Porque os Espíritas não se preocupam com a morte?

10 — A doutrina espírita muda completamente a maneira de ver-se o futuro. A vida futura não é mais uma hipótese, mas uma realidade. A situação das almas após a morte não se explica por meio de um sistema, mas com o resultado da observação. O véu é levantado. O mundo espiritual nos aparece em toda a sua realidade viva. Não foram os homens que o descobriram através de uma concepção engenhosa, mas os próprios habitantes desse mundo que nos vieram descrever a sua situação.
Vemo-los ali em todos os graus da escala espiritual, em todas as fases da ventura e da desgraça; assistimos a todas as peripécias da vida de além-túmulo. Está nisso a causa da seriedade com que os espíritas encaram a morte, da calma dos seus derradeiros instantes na Terra. O que os sustenta não é somente a esperança, mas a certeza. Sabem que a vida futura não é mais do que a continuação da vida presente em melhores condições, e esperam com a mesma confiança com que aguardam o nascimento do sol depois de uma noite tempestuosa. Os motivos desta confiança estão nos fatos que testemunharam e na concordância desses fatos com a lógica, com a justiça e a bondade de Deus e com as aspirações mais profundas do homem.

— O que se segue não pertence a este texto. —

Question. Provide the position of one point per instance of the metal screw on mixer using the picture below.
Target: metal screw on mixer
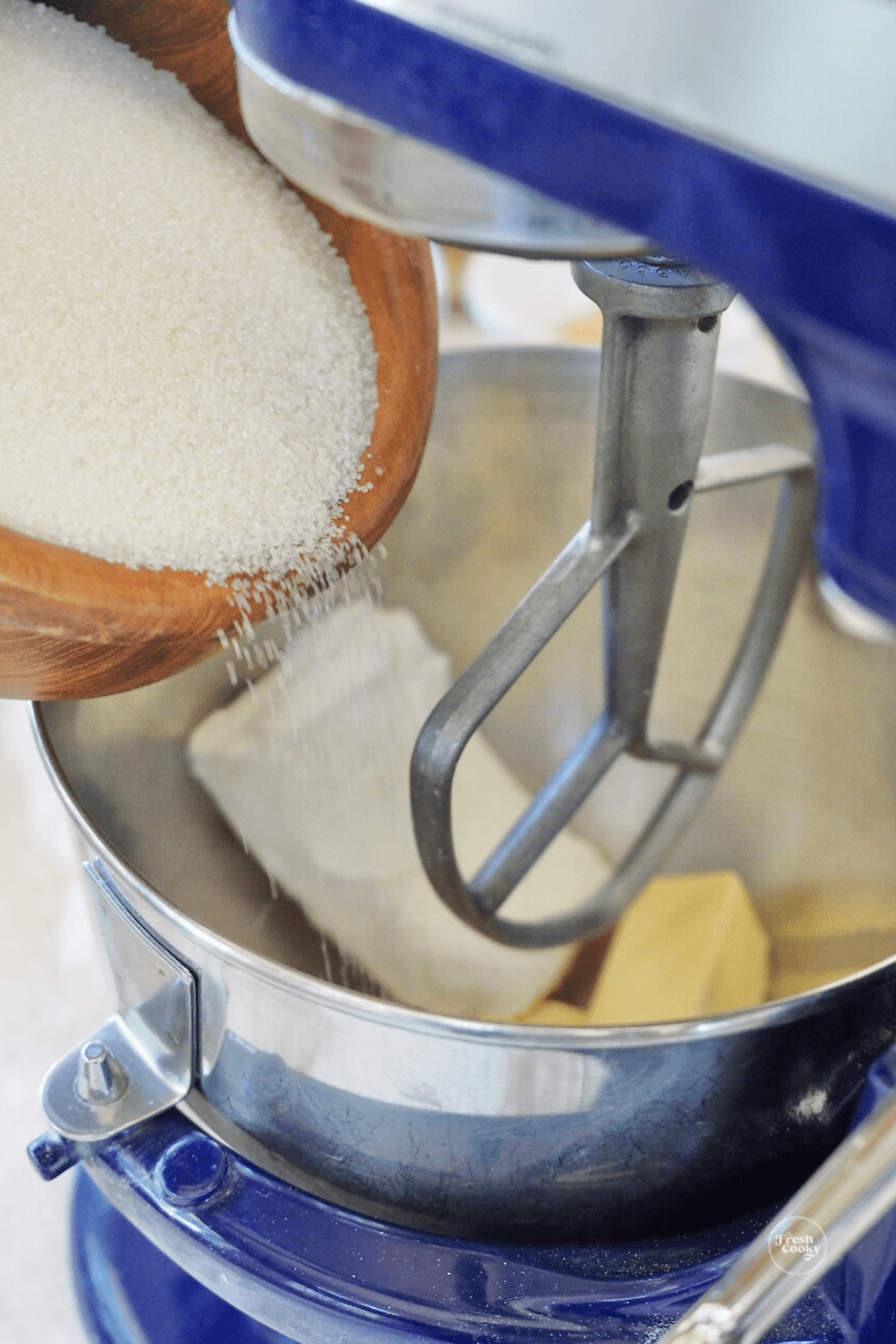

Para os espíritas a alma não é mais uma abstração. Ela possui um corpo etéreo que a torna um ser definido, que podemos conceber pelo pensamento. Isso é o suficiente para nos esclarecer quanto à sua individualidade, suas aptidões e suas percepções. A lembrança daqueles que nos são caros repousa, assim, sobre algo real. Não os representamos mais como chamas fugitivas que nada dizem ao nosso pensamento, mas como formas concretas que no-los apresentam melhor como seres vivos.
Além disso, em lugar de estarem perdidos nas profundezas do espaço, estão ao nosso redor: o mundo corpóreo e o mundo espiritual estão em constantes relações e mutuamente se assistem. A dúvida sobre o futuro já não tendo mais lugar, a preocupação com a morte deixa de ter razão. Esperamo-la tranquilamente, como uma libertação, como a porta da vida e não como a do nada.

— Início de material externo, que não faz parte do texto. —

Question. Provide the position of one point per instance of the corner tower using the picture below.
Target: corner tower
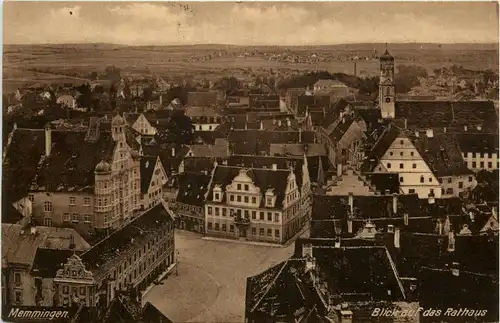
(387, 89)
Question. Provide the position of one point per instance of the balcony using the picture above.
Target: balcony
(239, 220)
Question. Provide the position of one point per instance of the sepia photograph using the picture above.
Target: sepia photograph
(250, 162)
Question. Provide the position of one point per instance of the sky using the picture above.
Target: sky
(264, 23)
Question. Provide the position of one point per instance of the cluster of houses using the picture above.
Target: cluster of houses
(368, 179)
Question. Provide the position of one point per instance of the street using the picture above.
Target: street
(212, 276)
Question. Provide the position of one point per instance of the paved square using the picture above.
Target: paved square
(212, 276)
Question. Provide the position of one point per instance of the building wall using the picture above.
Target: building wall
(72, 209)
(415, 176)
(453, 186)
(481, 161)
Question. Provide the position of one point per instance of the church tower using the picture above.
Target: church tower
(387, 90)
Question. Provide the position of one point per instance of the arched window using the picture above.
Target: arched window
(47, 206)
(47, 222)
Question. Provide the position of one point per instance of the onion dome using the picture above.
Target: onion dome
(103, 167)
(386, 56)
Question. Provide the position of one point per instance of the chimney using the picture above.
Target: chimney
(395, 203)
(48, 140)
(72, 244)
(397, 237)
(351, 203)
(339, 170)
(337, 242)
(455, 269)
(451, 241)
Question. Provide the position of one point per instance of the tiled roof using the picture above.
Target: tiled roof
(102, 256)
(202, 99)
(441, 154)
(359, 273)
(19, 245)
(148, 164)
(48, 261)
(192, 188)
(451, 114)
(72, 162)
(479, 143)
(263, 178)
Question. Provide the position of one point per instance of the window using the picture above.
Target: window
(47, 222)
(47, 206)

(11) – A ideia de que as almas dos mortos se tornam chamas fugitivas penetrou fundamente na consciência coletiva dos povos. Vemos a sua sobrevivência até mesmo em pessoas esclarecidas que se tornam espíritas. Nas atas das sessões que realizava, por ele mesmo redigidas, o escritor Monteiro Lobato refere-se constantemente aos espíritos como gases, chamas flutuantes, etc., o que levava alguns dos comunicantes a endossarem a concepção. Um deles lhe respondeu:
Sou agora uma chamazinha errante, referindo-se à sua própria morte; Lobato escreveu que passaria do estado sólido ao gasoso. O Espiritismo nos mostra que a situação do homem após a morte é muito diferente disso. Conservando o corpo espiritual (de que tão precisamente trata o apóstolo Paulo em l Coríntios) o espírito desencarnado conserva até mesmo a forma corporal, as características físicas que o distinguem na vida terrena, e pode assim identificar-se em suas manifestações pela vidência, pelos fenômenos de aparição e pelos de materialização. Isso permite, ainda — o que estranha às pessoas que desconhecem o problema — que o espírito se identifique pela sua própria voz nos fenômenos de audição mediúnica ou de comunicação por voz direta. Para melhor compreensão deste problema leia-se o livro de H. Dennis Bradiey: Rumo às Estrelas, tradução de Monteiro Lobato, reeditado pela Editora LAKE. As teorias de Johannes são puramente pessoais e não têm valor doutrinário. O que importa nesse livro é a descrição das sessões de voz direta e a prova da sobrevivência espiritual.